Dans l’après-guerre bien installé des bases militaires américaines en Europe, les journées sont occupées à réduire le vide des grandes tentes et des baraquements. Leur architecture sur fond écru a depuis longtemps pris le soleil. Elle a jauni et marqué. Au sol gisent de larges bâches aux trames cirées en attente d’être repliées et empaquetées pour un prochain retour au pays. On trouve à leur surface des traces de tissus froissés, de grands mouvements lents les occupent comme des linges gorgés d’eau, traînant au sol parce que tombés de leur étendoir. Ils gisent là sans que personne ne s’en préoccupe. Les mots qui régissent le campement n’ont plus ni le sens ni le poids qu’ils revêtaient il y a encore deux ou trois ans.

Virtue est une tente kaki, un souvenir de service militaire, sobre, solide mais usé. On n’y pénètre pas, mais on peut la contourner et prendre la mesure de son imposant volume. À l’intérieur la fraicheur de l’ombre doit accentuer le sentiment d’engourdissement qui ronge les longues allées quadrillées dessinées par l’occupation des troupes. Dehors l’empressement feint et la fatigue due à la chaleur du mois d’août ont effacé des visages le sentiment de bravoure. Au cas par cas il a été remplacé par les larges sourires violacés qui ont déteint sur les bâches et qu’aucun effort ne cherche plus réellement à cacher. De toute manière, une fois encantinés personne ici ne se souciera d’eux.

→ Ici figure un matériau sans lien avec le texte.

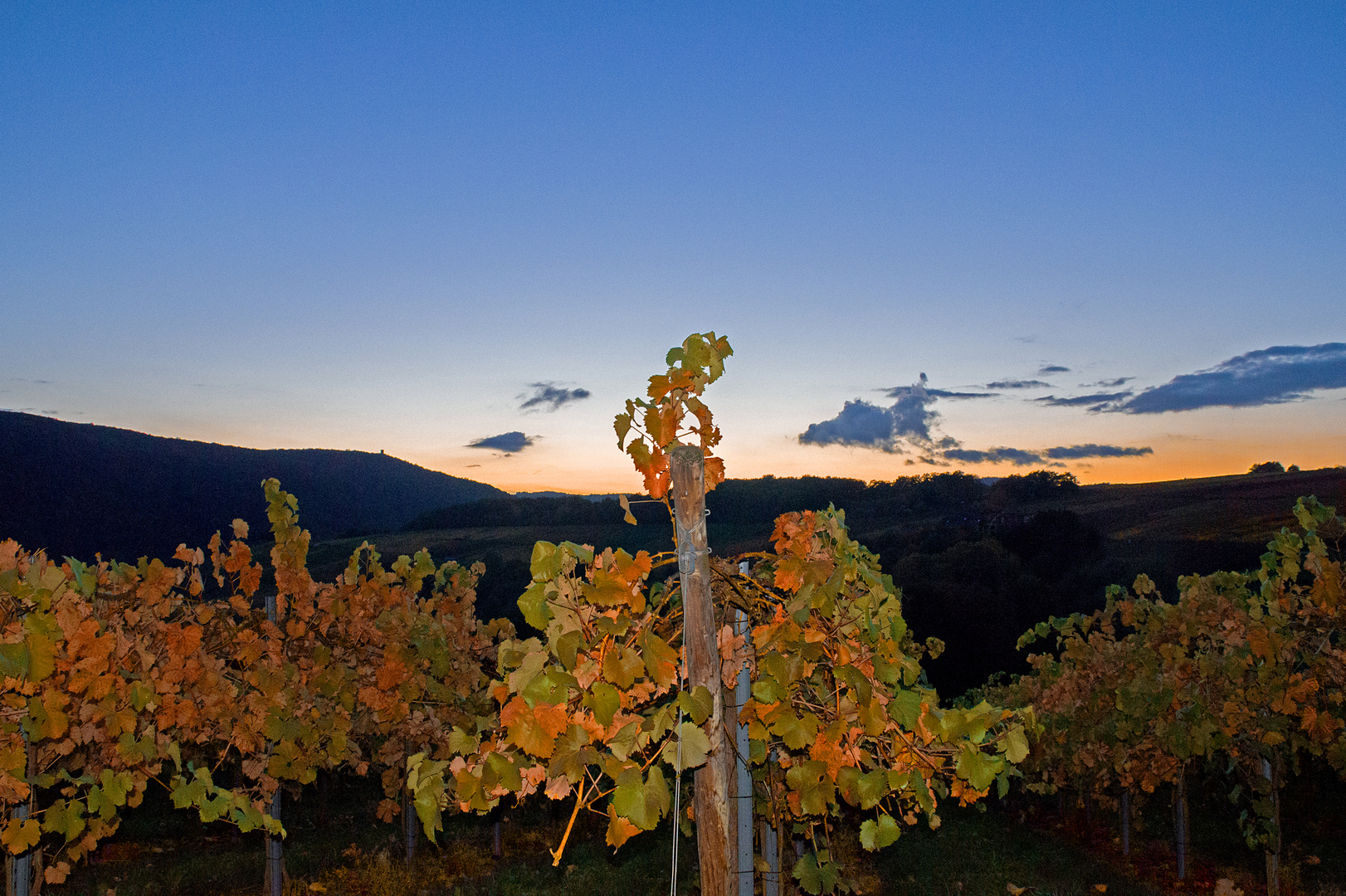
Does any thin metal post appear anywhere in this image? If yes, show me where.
[762,818,781,896]
[11,796,32,896]
[266,595,285,896]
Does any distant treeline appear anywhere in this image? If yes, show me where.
[402,470,1080,532]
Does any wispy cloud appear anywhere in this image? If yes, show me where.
[799,374,970,455]
[925,389,1000,400]
[467,432,537,455]
[941,448,1041,467]
[1041,443,1155,460]
[518,382,589,411]
[1108,342,1346,414]
[1034,389,1134,411]
[939,444,1155,467]
[987,379,1051,389]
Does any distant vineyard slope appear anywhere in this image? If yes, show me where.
[0,411,505,561]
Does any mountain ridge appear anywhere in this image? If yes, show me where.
[0,411,507,560]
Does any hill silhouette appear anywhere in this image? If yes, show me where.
[382,467,1346,694]
[0,411,506,561]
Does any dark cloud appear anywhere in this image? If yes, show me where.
[1109,342,1346,414]
[799,374,958,453]
[518,382,589,411]
[1034,389,1134,411]
[1041,443,1155,460]
[987,379,1051,389]
[942,448,1043,467]
[467,432,536,455]
[799,398,900,453]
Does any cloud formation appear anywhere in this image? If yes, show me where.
[799,374,958,455]
[920,386,1000,398]
[987,379,1051,389]
[939,443,1155,467]
[518,382,589,411]
[1106,342,1346,414]
[1041,443,1155,460]
[1034,389,1134,411]
[467,432,536,455]
[942,448,1041,467]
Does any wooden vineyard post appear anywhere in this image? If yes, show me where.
[1173,767,1188,880]
[266,595,285,896]
[1262,757,1280,896]
[734,602,753,896]
[669,446,738,896]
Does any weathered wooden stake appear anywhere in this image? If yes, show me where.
[669,446,738,896]
[1173,768,1188,880]
[1121,790,1130,859]
[1262,759,1280,896]
[402,787,420,865]
[734,602,753,896]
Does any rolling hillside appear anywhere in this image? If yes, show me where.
[0,411,505,560]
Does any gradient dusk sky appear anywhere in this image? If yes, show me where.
[0,0,1346,491]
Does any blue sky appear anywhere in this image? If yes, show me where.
[0,2,1346,491]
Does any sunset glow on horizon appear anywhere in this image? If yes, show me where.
[0,4,1346,494]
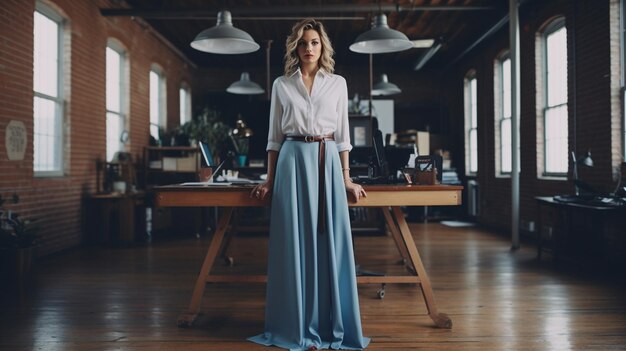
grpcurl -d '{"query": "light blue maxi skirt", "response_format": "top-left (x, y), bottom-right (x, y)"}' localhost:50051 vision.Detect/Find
top-left (249, 141), bottom-right (369, 350)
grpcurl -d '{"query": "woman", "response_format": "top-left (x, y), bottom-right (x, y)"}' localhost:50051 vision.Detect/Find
top-left (250, 19), bottom-right (369, 350)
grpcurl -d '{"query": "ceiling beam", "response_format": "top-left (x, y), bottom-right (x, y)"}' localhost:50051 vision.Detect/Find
top-left (100, 4), bottom-right (493, 19)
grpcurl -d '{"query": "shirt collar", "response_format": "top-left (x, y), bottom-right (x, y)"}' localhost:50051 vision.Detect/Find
top-left (290, 67), bottom-right (330, 78)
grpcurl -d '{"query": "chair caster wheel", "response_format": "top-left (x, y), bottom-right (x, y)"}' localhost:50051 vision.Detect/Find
top-left (376, 284), bottom-right (385, 300)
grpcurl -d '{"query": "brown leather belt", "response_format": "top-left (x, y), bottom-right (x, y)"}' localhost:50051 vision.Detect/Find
top-left (285, 134), bottom-right (335, 233)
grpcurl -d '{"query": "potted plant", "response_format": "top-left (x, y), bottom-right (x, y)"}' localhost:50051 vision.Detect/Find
top-left (180, 107), bottom-right (229, 161)
top-left (0, 194), bottom-right (38, 283)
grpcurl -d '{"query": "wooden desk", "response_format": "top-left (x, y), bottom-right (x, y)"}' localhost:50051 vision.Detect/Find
top-left (154, 185), bottom-right (463, 328)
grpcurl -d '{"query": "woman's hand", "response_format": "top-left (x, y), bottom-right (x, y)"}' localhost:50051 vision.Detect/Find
top-left (250, 181), bottom-right (273, 200)
top-left (344, 179), bottom-right (367, 202)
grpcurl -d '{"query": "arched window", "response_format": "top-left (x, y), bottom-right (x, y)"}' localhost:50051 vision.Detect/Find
top-left (150, 64), bottom-right (167, 140)
top-left (464, 70), bottom-right (478, 175)
top-left (494, 52), bottom-right (512, 176)
top-left (537, 17), bottom-right (568, 177)
top-left (33, 1), bottom-right (69, 176)
top-left (106, 39), bottom-right (128, 161)
top-left (178, 82), bottom-right (192, 126)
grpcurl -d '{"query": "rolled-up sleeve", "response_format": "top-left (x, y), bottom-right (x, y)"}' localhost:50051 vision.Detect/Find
top-left (335, 77), bottom-right (352, 152)
top-left (266, 78), bottom-right (285, 151)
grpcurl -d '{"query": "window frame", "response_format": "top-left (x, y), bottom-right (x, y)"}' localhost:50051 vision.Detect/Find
top-left (148, 64), bottom-right (167, 141)
top-left (540, 16), bottom-right (569, 180)
top-left (32, 1), bottom-right (67, 178)
top-left (178, 81), bottom-right (193, 126)
top-left (463, 70), bottom-right (479, 176)
top-left (494, 50), bottom-right (519, 177)
top-left (105, 38), bottom-right (129, 161)
top-left (619, 0), bottom-right (626, 161)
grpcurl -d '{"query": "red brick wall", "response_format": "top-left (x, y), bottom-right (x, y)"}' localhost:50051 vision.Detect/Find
top-left (446, 0), bottom-right (622, 234)
top-left (0, 0), bottom-right (195, 255)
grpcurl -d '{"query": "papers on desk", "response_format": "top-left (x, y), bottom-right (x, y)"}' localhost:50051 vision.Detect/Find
top-left (180, 178), bottom-right (263, 186)
top-left (180, 182), bottom-right (230, 186)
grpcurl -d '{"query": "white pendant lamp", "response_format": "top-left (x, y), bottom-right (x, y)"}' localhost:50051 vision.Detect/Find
top-left (191, 11), bottom-right (260, 54)
top-left (372, 74), bottom-right (402, 95)
top-left (226, 72), bottom-right (265, 95)
top-left (350, 13), bottom-right (413, 54)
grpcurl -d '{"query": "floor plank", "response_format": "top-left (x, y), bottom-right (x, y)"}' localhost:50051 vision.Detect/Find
top-left (0, 223), bottom-right (626, 351)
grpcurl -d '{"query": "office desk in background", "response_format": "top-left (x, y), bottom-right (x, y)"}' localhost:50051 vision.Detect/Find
top-left (535, 196), bottom-right (626, 269)
top-left (154, 185), bottom-right (463, 328)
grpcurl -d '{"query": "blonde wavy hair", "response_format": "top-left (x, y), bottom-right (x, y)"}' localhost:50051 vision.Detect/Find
top-left (285, 18), bottom-right (335, 76)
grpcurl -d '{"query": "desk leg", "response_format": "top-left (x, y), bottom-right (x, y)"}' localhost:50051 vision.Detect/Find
top-left (392, 206), bottom-right (452, 329)
top-left (178, 207), bottom-right (234, 327)
top-left (381, 207), bottom-right (410, 275)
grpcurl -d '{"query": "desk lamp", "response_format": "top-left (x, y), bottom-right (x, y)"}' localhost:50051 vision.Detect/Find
top-left (572, 151), bottom-right (593, 196)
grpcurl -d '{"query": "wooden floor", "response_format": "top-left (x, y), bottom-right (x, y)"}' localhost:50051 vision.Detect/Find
top-left (0, 223), bottom-right (626, 351)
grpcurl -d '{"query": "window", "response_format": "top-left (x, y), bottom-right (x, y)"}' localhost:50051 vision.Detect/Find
top-left (494, 55), bottom-right (512, 175)
top-left (178, 82), bottom-right (191, 126)
top-left (106, 40), bottom-right (127, 161)
top-left (542, 18), bottom-right (568, 176)
top-left (33, 2), bottom-right (64, 176)
top-left (150, 66), bottom-right (166, 140)
top-left (465, 72), bottom-right (478, 175)
top-left (619, 0), bottom-right (626, 160)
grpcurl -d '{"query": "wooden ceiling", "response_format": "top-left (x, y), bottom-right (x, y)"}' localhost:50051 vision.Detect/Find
top-left (101, 0), bottom-right (508, 71)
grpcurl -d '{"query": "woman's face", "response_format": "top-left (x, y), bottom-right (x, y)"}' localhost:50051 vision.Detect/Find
top-left (298, 29), bottom-right (322, 64)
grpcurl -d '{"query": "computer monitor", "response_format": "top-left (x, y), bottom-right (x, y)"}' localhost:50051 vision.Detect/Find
top-left (385, 145), bottom-right (415, 177)
top-left (198, 141), bottom-right (215, 167)
top-left (372, 129), bottom-right (389, 177)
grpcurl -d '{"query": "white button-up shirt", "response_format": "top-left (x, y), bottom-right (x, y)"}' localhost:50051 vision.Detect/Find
top-left (267, 69), bottom-right (352, 151)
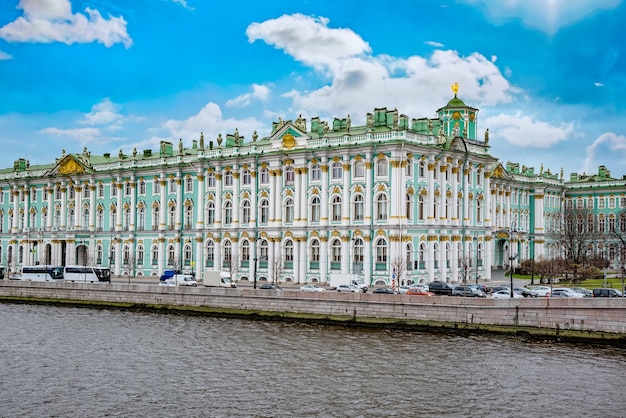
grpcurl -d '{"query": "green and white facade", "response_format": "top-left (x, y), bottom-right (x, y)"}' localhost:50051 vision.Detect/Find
top-left (0, 95), bottom-right (626, 284)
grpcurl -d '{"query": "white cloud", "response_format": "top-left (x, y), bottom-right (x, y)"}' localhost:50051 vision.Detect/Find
top-left (424, 41), bottom-right (443, 48)
top-left (583, 132), bottom-right (626, 173)
top-left (39, 128), bottom-right (101, 144)
top-left (226, 84), bottom-right (270, 107)
top-left (482, 114), bottom-right (574, 148)
top-left (163, 103), bottom-right (267, 146)
top-left (247, 14), bottom-right (518, 119)
top-left (461, 0), bottom-right (622, 34)
top-left (246, 14), bottom-right (371, 69)
top-left (0, 0), bottom-right (133, 48)
top-left (79, 98), bottom-right (123, 126)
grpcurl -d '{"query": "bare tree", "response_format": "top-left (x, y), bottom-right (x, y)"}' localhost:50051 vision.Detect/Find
top-left (549, 208), bottom-right (605, 276)
top-left (459, 255), bottom-right (474, 284)
top-left (391, 257), bottom-right (407, 288)
top-left (269, 258), bottom-right (283, 286)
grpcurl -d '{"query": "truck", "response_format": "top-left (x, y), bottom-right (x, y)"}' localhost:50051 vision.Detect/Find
top-left (329, 273), bottom-right (368, 293)
top-left (160, 269), bottom-right (198, 286)
top-left (202, 270), bottom-right (237, 287)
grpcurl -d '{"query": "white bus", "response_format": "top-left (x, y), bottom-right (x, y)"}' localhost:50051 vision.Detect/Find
top-left (20, 266), bottom-right (63, 282)
top-left (63, 266), bottom-right (111, 283)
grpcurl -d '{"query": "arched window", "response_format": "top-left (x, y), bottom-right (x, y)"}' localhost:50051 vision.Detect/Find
top-left (137, 206), bottom-right (146, 231)
top-left (259, 199), bottom-right (270, 224)
top-left (259, 168), bottom-right (270, 184)
top-left (206, 202), bottom-right (215, 225)
top-left (332, 196), bottom-right (341, 221)
top-left (183, 244), bottom-right (192, 267)
top-left (167, 244), bottom-right (176, 266)
top-left (285, 239), bottom-right (293, 269)
top-left (122, 245), bottom-right (130, 265)
top-left (224, 200), bottom-right (233, 225)
top-left (311, 164), bottom-right (322, 181)
top-left (167, 205), bottom-right (176, 230)
top-left (241, 200), bottom-right (251, 224)
top-left (330, 239), bottom-right (341, 264)
top-left (331, 161), bottom-right (343, 180)
top-left (152, 205), bottom-right (160, 231)
top-left (185, 204), bottom-right (193, 229)
top-left (283, 166), bottom-right (296, 186)
top-left (353, 160), bottom-right (365, 179)
top-left (136, 245), bottom-right (144, 266)
top-left (376, 158), bottom-right (389, 177)
top-left (311, 196), bottom-right (321, 222)
top-left (206, 241), bottom-right (215, 267)
top-left (150, 245), bottom-right (159, 266)
top-left (376, 193), bottom-right (387, 221)
top-left (241, 239), bottom-right (250, 266)
top-left (285, 198), bottom-right (293, 222)
top-left (82, 208), bottom-right (89, 229)
top-left (311, 238), bottom-right (320, 262)
top-left (224, 240), bottom-right (233, 267)
top-left (376, 238), bottom-right (387, 270)
top-left (352, 194), bottom-right (365, 221)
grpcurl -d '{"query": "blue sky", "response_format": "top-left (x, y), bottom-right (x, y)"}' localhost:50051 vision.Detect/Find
top-left (0, 0), bottom-right (626, 178)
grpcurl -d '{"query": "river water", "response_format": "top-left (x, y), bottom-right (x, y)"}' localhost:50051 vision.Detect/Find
top-left (0, 304), bottom-right (626, 418)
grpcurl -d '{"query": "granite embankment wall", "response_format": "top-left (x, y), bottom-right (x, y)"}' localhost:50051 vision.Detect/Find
top-left (0, 280), bottom-right (626, 334)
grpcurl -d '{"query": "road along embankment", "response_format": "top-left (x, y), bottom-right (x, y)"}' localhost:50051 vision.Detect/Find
top-left (0, 280), bottom-right (626, 346)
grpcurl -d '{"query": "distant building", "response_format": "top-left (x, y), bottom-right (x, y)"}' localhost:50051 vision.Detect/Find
top-left (0, 91), bottom-right (626, 284)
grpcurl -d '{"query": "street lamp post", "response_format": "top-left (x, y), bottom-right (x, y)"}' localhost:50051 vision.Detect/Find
top-left (252, 255), bottom-right (267, 289)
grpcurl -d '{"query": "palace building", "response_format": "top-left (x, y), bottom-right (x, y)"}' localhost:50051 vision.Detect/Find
top-left (0, 88), bottom-right (626, 284)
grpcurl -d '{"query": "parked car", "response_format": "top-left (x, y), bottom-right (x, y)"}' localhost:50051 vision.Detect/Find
top-left (491, 289), bottom-right (524, 299)
top-left (570, 287), bottom-right (593, 298)
top-left (513, 287), bottom-right (539, 298)
top-left (410, 283), bottom-right (429, 292)
top-left (452, 285), bottom-right (487, 298)
top-left (468, 283), bottom-right (489, 295)
top-left (406, 287), bottom-right (436, 296)
top-left (428, 281), bottom-right (454, 296)
top-left (300, 283), bottom-right (326, 292)
top-left (550, 287), bottom-right (584, 298)
top-left (528, 286), bottom-right (552, 297)
top-left (398, 285), bottom-right (411, 295)
top-left (593, 288), bottom-right (622, 298)
top-left (337, 284), bottom-right (361, 293)
top-left (259, 283), bottom-right (280, 290)
top-left (372, 287), bottom-right (396, 295)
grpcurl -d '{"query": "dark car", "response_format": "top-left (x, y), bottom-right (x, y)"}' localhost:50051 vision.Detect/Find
top-left (372, 287), bottom-right (396, 295)
top-left (428, 281), bottom-right (454, 296)
top-left (593, 288), bottom-right (622, 298)
top-left (259, 283), bottom-right (280, 290)
top-left (513, 287), bottom-right (539, 298)
top-left (452, 285), bottom-right (487, 298)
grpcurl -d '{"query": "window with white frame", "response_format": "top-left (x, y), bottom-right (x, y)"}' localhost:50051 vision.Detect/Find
top-left (352, 193), bottom-right (365, 221)
top-left (376, 193), bottom-right (387, 221)
top-left (353, 160), bottom-right (365, 179)
top-left (311, 164), bottom-right (322, 181)
top-left (311, 196), bottom-right (321, 222)
top-left (331, 196), bottom-right (341, 221)
top-left (285, 198), bottom-right (294, 222)
top-left (376, 158), bottom-right (389, 177)
top-left (283, 166), bottom-right (296, 186)
top-left (330, 161), bottom-right (343, 180)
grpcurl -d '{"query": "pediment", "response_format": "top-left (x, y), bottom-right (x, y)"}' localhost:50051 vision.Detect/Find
top-left (50, 154), bottom-right (92, 176)
top-left (270, 122), bottom-right (311, 150)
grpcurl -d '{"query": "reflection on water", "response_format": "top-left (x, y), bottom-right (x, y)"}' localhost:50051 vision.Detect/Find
top-left (0, 304), bottom-right (626, 417)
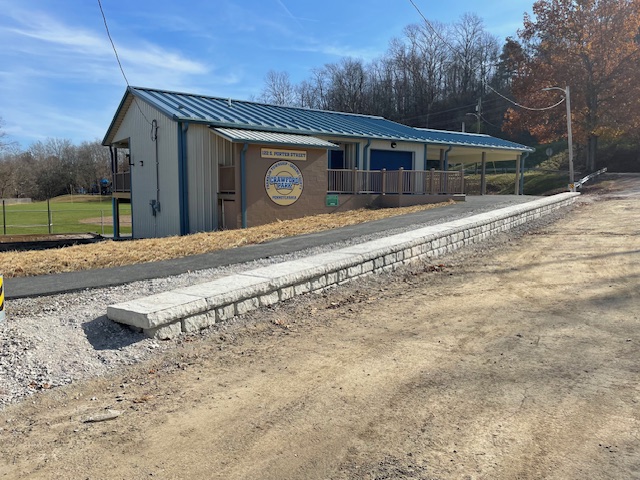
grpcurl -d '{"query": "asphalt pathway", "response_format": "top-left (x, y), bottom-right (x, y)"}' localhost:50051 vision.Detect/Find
top-left (4, 195), bottom-right (540, 299)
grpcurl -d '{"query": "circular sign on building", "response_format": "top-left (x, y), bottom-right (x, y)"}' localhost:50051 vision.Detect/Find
top-left (264, 161), bottom-right (304, 206)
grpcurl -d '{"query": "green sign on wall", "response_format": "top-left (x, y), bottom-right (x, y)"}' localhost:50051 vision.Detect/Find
top-left (325, 195), bottom-right (339, 207)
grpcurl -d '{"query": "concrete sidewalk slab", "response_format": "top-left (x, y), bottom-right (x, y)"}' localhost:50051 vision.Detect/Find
top-left (107, 193), bottom-right (579, 339)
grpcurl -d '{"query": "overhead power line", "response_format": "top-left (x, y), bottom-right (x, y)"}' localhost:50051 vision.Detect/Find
top-left (98, 0), bottom-right (129, 87)
top-left (98, 0), bottom-right (158, 129)
top-left (485, 84), bottom-right (566, 112)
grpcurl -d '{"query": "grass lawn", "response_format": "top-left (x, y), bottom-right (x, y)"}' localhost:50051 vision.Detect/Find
top-left (0, 195), bottom-right (131, 235)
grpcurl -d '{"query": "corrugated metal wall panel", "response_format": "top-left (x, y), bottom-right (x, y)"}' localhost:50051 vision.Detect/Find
top-left (187, 125), bottom-right (218, 233)
top-left (114, 101), bottom-right (180, 238)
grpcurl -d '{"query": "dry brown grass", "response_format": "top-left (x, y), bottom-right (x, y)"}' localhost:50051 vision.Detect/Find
top-left (0, 201), bottom-right (454, 277)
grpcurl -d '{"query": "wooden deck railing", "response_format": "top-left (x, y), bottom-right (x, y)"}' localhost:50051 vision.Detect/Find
top-left (327, 168), bottom-right (464, 195)
top-left (112, 172), bottom-right (131, 193)
top-left (219, 167), bottom-right (464, 195)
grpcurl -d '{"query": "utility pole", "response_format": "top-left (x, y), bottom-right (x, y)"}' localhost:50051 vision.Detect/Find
top-left (476, 97), bottom-right (482, 133)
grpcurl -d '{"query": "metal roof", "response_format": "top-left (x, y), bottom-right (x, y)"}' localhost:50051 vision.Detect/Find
top-left (415, 128), bottom-right (535, 152)
top-left (212, 128), bottom-right (340, 148)
top-left (103, 87), bottom-right (532, 152)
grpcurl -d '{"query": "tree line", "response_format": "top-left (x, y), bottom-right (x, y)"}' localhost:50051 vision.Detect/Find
top-left (0, 0), bottom-right (640, 192)
top-left (0, 138), bottom-right (111, 200)
top-left (258, 14), bottom-right (504, 135)
top-left (258, 0), bottom-right (640, 171)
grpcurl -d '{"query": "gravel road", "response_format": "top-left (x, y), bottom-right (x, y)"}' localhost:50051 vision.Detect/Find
top-left (0, 186), bottom-right (608, 409)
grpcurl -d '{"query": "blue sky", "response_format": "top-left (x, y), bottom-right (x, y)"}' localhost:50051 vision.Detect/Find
top-left (0, 0), bottom-right (533, 148)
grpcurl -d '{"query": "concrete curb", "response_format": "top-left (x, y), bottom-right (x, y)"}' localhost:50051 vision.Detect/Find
top-left (107, 192), bottom-right (579, 339)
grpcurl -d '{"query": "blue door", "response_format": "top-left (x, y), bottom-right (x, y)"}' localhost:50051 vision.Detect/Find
top-left (369, 150), bottom-right (413, 170)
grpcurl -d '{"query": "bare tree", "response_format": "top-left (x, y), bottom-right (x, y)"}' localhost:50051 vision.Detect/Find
top-left (259, 70), bottom-right (298, 106)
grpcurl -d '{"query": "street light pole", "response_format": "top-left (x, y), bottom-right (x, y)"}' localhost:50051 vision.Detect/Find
top-left (542, 85), bottom-right (576, 192)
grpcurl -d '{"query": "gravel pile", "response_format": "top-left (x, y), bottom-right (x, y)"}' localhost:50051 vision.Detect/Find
top-left (0, 199), bottom-right (566, 409)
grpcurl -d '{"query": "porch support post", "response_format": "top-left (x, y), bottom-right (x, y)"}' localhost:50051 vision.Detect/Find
top-left (514, 155), bottom-right (522, 195)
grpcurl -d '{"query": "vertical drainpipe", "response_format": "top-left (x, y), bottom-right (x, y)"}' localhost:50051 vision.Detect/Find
top-left (362, 138), bottom-right (371, 170)
top-left (520, 152), bottom-right (529, 195)
top-left (443, 145), bottom-right (453, 193)
top-left (109, 146), bottom-right (120, 238)
top-left (240, 143), bottom-right (249, 228)
top-left (178, 122), bottom-right (189, 235)
top-left (422, 143), bottom-right (429, 172)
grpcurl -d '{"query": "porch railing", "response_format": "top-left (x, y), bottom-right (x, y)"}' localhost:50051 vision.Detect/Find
top-left (327, 168), bottom-right (464, 195)
top-left (113, 172), bottom-right (131, 193)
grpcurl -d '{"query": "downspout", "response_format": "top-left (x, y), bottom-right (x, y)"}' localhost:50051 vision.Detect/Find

Dans le bâtiment pris à l’ancien ennemi a été installée une salle ouverte à tous dont le rôle est de promouvoir l’action du régiment. La décoration a été quelque peu reprise, mais globalement laissée telle quelle. Les murs sont enjolivés d’un papier peint à l’ancienne orné de bouquetins à taille réelle juchés sur des rochers. Trois d’entre eux scandent l’espace. Ils portent l’odeur du temps, des conservateurs et solvants qui leur permettent d’être encore là, comme si la persistance de ces images ne tenait à rien d’autre qu’à leur capacité à se dégrader dans l’air environnant et le remplir d’une puissante odeur repoussoir qui les empêche de tomber. Par dessus ces réminiscences de l’imagerie montagnarde et bavaroise qui caractérisaient l’orgueil et les facéties de l’ordre vaincu, les soldats sont venus coucher toute la morve qui obstruait leurs poumons. Au contact de l’air chargé de gaz, celles-ci ont pris des couleurs bleu layette et mauve que l’on a conservées autant par dérision que par dégoût.